タイ国内の金価格が、たった1日で106回もの調整を経て大幅に下落しました。これは過去43年間で最も深刻な急落となり、多くの投資家にとって年間利益が消失する事態となっています。タイの主要経済メディアであるPrachachat.netが報じました。
この記事の要約
- 3月23日、タイ国内の金価格が1日で106回の調整を受け、合計3,550バーツ(約17,750円)の下落を記録しました。
- これは過去43年間で最大の急落であり、多くの投資家の年間利益がわずか9日間で消失する事態となりました。
- 米連邦準備制度理事会(FRB)の利上げとインフレ/戦争への懸念が市場に広がり、金価格下落の主要因とされています。
タイ国内金価格の歴史的急落
3月23日、タイ国内の金価格は短期間に106回もの調整が行われ、結果として合計3,550バーツ(約17,750円)もの急落を記録しました。
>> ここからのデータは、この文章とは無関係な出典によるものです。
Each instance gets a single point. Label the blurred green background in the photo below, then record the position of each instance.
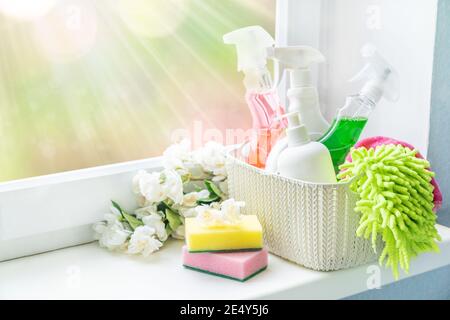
(93, 82)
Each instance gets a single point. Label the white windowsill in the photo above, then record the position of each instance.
(89, 272)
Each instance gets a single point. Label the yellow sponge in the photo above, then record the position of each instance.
(246, 235)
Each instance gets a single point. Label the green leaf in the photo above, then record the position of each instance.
(118, 207)
(211, 198)
(168, 230)
(213, 189)
(132, 220)
(173, 218)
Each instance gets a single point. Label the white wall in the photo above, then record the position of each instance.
(403, 31)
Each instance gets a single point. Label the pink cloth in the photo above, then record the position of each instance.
(378, 141)
(237, 265)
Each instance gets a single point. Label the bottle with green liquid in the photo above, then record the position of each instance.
(351, 119)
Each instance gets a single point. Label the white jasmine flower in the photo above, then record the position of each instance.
(187, 212)
(209, 215)
(146, 211)
(223, 186)
(144, 241)
(190, 199)
(155, 221)
(231, 210)
(150, 187)
(179, 233)
(213, 157)
(172, 185)
(158, 186)
(226, 213)
(110, 233)
(176, 156)
(137, 181)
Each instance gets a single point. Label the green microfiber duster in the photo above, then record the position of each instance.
(396, 202)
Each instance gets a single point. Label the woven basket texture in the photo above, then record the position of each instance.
(313, 225)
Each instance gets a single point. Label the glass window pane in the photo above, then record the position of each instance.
(93, 82)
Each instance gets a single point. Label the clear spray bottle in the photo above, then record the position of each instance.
(351, 119)
(263, 101)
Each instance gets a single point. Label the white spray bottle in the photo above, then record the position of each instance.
(262, 98)
(303, 95)
(303, 159)
(381, 81)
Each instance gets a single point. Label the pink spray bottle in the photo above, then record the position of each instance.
(263, 101)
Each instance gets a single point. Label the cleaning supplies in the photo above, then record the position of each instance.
(304, 159)
(297, 61)
(244, 235)
(352, 118)
(221, 241)
(396, 201)
(374, 142)
(233, 265)
(251, 45)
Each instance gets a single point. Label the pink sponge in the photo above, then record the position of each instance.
(234, 265)
(378, 141)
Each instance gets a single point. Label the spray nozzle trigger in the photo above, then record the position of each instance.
(382, 79)
(298, 60)
(251, 45)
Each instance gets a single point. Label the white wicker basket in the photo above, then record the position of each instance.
(310, 224)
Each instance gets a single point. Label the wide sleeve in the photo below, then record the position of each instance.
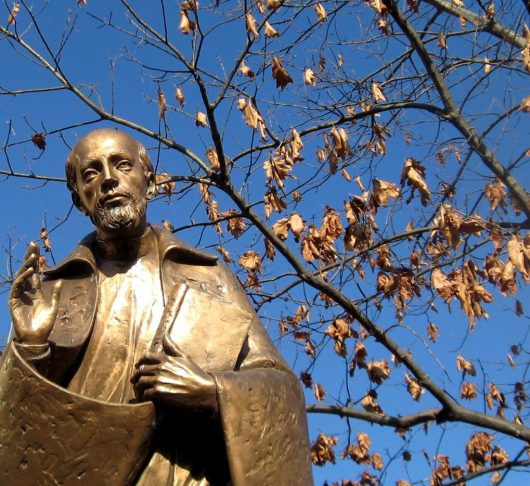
(262, 413)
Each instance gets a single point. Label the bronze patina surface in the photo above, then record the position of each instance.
(139, 359)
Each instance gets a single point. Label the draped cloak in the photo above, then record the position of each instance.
(260, 433)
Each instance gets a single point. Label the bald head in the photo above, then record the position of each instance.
(99, 139)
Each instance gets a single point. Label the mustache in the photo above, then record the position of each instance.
(125, 194)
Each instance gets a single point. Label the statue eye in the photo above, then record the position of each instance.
(124, 165)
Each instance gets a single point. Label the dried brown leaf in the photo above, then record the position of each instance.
(280, 74)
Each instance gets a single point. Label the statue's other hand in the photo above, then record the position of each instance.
(173, 379)
(32, 316)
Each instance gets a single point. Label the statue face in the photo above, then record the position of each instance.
(112, 183)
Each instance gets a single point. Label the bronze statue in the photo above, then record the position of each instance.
(138, 359)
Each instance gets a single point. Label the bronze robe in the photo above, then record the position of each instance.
(260, 435)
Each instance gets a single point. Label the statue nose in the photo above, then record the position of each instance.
(109, 182)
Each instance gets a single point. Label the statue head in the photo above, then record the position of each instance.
(110, 177)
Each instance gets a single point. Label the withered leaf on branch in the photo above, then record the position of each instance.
(167, 225)
(464, 286)
(465, 366)
(384, 190)
(296, 225)
(306, 379)
(224, 253)
(414, 387)
(270, 251)
(270, 31)
(273, 5)
(378, 371)
(192, 5)
(201, 120)
(320, 393)
(339, 330)
(295, 146)
(42, 264)
(495, 191)
(519, 254)
(162, 105)
(369, 403)
(252, 25)
(525, 105)
(310, 77)
(377, 92)
(251, 262)
(273, 202)
(280, 74)
(526, 50)
(39, 140)
(213, 158)
(413, 175)
(359, 452)
(452, 224)
(468, 391)
(164, 184)
(281, 228)
(277, 169)
(477, 451)
(45, 238)
(379, 6)
(322, 449)
(187, 26)
(433, 332)
(13, 13)
(252, 117)
(246, 71)
(315, 247)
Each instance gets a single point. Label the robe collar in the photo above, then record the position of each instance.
(169, 247)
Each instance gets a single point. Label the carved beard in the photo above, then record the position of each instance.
(121, 217)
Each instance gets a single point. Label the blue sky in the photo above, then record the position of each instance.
(96, 60)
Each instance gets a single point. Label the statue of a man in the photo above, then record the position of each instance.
(134, 315)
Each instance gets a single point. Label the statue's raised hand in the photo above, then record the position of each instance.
(32, 315)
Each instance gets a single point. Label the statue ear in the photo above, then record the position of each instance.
(151, 184)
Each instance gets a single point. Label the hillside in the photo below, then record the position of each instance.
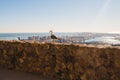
(61, 61)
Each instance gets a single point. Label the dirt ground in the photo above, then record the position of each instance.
(6, 74)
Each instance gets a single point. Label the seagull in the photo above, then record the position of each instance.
(52, 35)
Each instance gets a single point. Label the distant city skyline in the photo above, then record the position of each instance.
(18, 16)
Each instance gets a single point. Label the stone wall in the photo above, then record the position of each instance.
(61, 61)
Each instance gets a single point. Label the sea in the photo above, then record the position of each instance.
(14, 36)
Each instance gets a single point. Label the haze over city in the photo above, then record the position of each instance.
(59, 16)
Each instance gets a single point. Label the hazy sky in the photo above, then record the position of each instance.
(60, 15)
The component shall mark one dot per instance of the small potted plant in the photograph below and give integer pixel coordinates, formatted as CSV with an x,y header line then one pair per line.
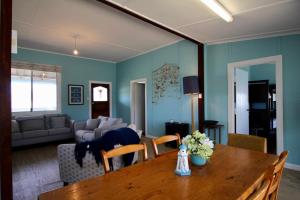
x,y
199,146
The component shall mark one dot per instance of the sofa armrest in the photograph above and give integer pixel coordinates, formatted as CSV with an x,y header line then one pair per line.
x,y
101,131
80,125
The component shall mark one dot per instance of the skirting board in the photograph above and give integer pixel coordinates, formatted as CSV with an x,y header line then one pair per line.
x,y
292,166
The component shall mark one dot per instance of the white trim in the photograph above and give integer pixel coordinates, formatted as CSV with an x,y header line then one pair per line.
x,y
151,136
144,81
110,96
292,166
254,36
63,54
277,60
148,51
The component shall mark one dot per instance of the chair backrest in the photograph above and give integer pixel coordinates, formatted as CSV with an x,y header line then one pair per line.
x,y
121,151
259,190
278,169
164,139
248,142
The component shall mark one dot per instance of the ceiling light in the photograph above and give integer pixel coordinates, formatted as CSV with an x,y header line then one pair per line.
x,y
218,9
75,51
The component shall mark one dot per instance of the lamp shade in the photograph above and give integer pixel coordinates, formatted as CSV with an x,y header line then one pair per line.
x,y
190,85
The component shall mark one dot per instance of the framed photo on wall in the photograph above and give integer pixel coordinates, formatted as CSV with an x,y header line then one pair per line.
x,y
75,94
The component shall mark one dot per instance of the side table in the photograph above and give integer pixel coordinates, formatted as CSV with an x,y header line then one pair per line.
x,y
214,128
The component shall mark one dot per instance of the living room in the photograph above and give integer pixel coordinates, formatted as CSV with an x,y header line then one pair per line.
x,y
115,49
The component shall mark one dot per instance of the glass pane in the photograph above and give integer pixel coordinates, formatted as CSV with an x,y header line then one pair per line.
x,y
100,94
44,91
21,91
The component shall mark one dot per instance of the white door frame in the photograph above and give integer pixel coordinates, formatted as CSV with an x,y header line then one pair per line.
x,y
277,60
90,96
144,81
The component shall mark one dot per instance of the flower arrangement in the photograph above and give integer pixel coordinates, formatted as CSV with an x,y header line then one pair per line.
x,y
199,144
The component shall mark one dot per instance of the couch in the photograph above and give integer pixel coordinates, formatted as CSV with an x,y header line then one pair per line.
x,y
71,172
42,128
95,128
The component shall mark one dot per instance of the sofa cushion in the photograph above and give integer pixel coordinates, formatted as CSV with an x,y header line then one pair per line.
x,y
114,121
58,122
58,131
84,135
31,123
102,118
48,121
15,126
37,133
91,124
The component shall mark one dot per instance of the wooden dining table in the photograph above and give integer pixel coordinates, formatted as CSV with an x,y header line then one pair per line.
x,y
229,173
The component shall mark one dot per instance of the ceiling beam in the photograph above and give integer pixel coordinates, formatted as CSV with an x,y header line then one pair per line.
x,y
147,20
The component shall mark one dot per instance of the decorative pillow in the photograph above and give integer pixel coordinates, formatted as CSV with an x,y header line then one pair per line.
x,y
58,122
104,124
91,124
113,121
102,118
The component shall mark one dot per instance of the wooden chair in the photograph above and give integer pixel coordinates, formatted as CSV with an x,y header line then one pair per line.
x,y
278,169
248,142
121,151
164,139
259,190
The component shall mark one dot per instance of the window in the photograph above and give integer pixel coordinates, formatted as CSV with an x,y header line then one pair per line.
x,y
35,89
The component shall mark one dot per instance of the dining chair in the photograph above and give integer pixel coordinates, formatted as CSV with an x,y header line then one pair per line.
x,y
250,142
164,139
121,151
259,190
277,174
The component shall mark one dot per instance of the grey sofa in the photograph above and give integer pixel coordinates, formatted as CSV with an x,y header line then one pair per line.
x,y
95,128
39,129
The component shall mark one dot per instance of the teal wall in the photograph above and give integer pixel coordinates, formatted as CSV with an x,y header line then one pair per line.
x,y
262,72
75,70
184,54
218,56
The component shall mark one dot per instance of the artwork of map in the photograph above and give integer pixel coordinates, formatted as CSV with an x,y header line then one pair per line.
x,y
165,82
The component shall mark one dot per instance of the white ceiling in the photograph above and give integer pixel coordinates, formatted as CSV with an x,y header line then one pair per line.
x,y
107,34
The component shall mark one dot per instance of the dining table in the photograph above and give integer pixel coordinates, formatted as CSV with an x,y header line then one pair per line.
x,y
228,174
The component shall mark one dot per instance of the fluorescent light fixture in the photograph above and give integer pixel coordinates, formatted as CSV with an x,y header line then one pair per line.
x,y
218,9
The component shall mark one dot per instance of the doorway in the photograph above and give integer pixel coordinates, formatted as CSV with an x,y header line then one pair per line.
x,y
100,99
261,111
138,109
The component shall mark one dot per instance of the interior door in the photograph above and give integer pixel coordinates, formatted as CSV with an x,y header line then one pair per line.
x,y
139,106
100,101
242,101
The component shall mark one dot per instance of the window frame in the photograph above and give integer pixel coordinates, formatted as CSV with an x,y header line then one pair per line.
x,y
58,99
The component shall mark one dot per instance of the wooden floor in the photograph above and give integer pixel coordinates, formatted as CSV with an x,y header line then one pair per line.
x,y
35,170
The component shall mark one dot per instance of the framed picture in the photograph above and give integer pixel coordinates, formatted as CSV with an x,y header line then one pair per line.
x,y
75,93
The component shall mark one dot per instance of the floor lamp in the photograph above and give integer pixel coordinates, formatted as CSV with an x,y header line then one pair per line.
x,y
191,87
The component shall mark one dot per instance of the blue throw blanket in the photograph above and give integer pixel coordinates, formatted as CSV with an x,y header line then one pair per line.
x,y
122,136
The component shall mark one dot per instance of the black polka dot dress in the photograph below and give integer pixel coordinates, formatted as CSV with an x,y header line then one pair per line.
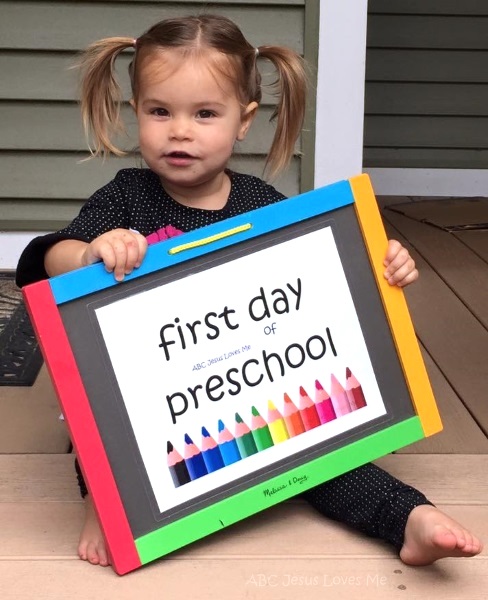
x,y
367,498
これは前日の終値と比較しての変動であり、その下落幅は過去43年間で最も深刻な下落とされています。この日、金地金の店頭販売価格は1バーツあたり66,900バーツ(約334,500円)まで下がり、装飾品としての金は1バーツあたり67,700バーツ(約338,500円)で取引されました。この突然の市場変動は、タイの金融市場に大きな動揺をもたらしています。
INVXが分析する市場動向と将来予測
証券会社インノベスヴェスト・エックス(INVX)は、この金価格の急落が43年ぶりの出来事であり、わずか9日間で今年の年間利益が消失したと指摘しています。この背景には、市場が米連邦準備制度理事会(FRB)の利上げを警戒し、インフレや国際紛争への懸念が強まっていることがあります。INVXは現在の状況を「脆弱」と見ていますが、同時にこれが長期的な金価格上昇トレンドの終焉ではないとの見解を示しています。短期的には4,000ドル、3,800ドルがサポートラインとなり、中期的には3,600ドル、3,400ドルが重要な水準になると分析しています。
Thai-Picks View
タイ経済は、1997年のアジア通貨危機やその後の世界金融危機など、外部要因による変動を経験してきました。これらの危機では、自国通貨バーツの安定維持に苦慮し、金融セクターが大きな影響を受けることがしばしばありました。金は伝統的にタイの投資家にとって安全資産と見なされてきましたが、国際的な金融政策や地政学リスクの高まりは、その価値にも大きな変動をもたらす構造的な脆弱性を示しています。
金価格の急変動は、タイ在住の日本人にとっても無関係ではありません。資産の一部を金で保有している場合や、為替レートの変動と合わせて資産価値に影響が出る可能性があります。特に、バーツ建ての資産価値が変動する中で、日本円との交換レートも考慮に入れる必要があります。このような不安定な状況下では、短期的な価格変動に一喜一憂せず、自身のポートフォリオ全体を見直し、分散投資を心がけることが賢明な生活防衛策となるでしょう。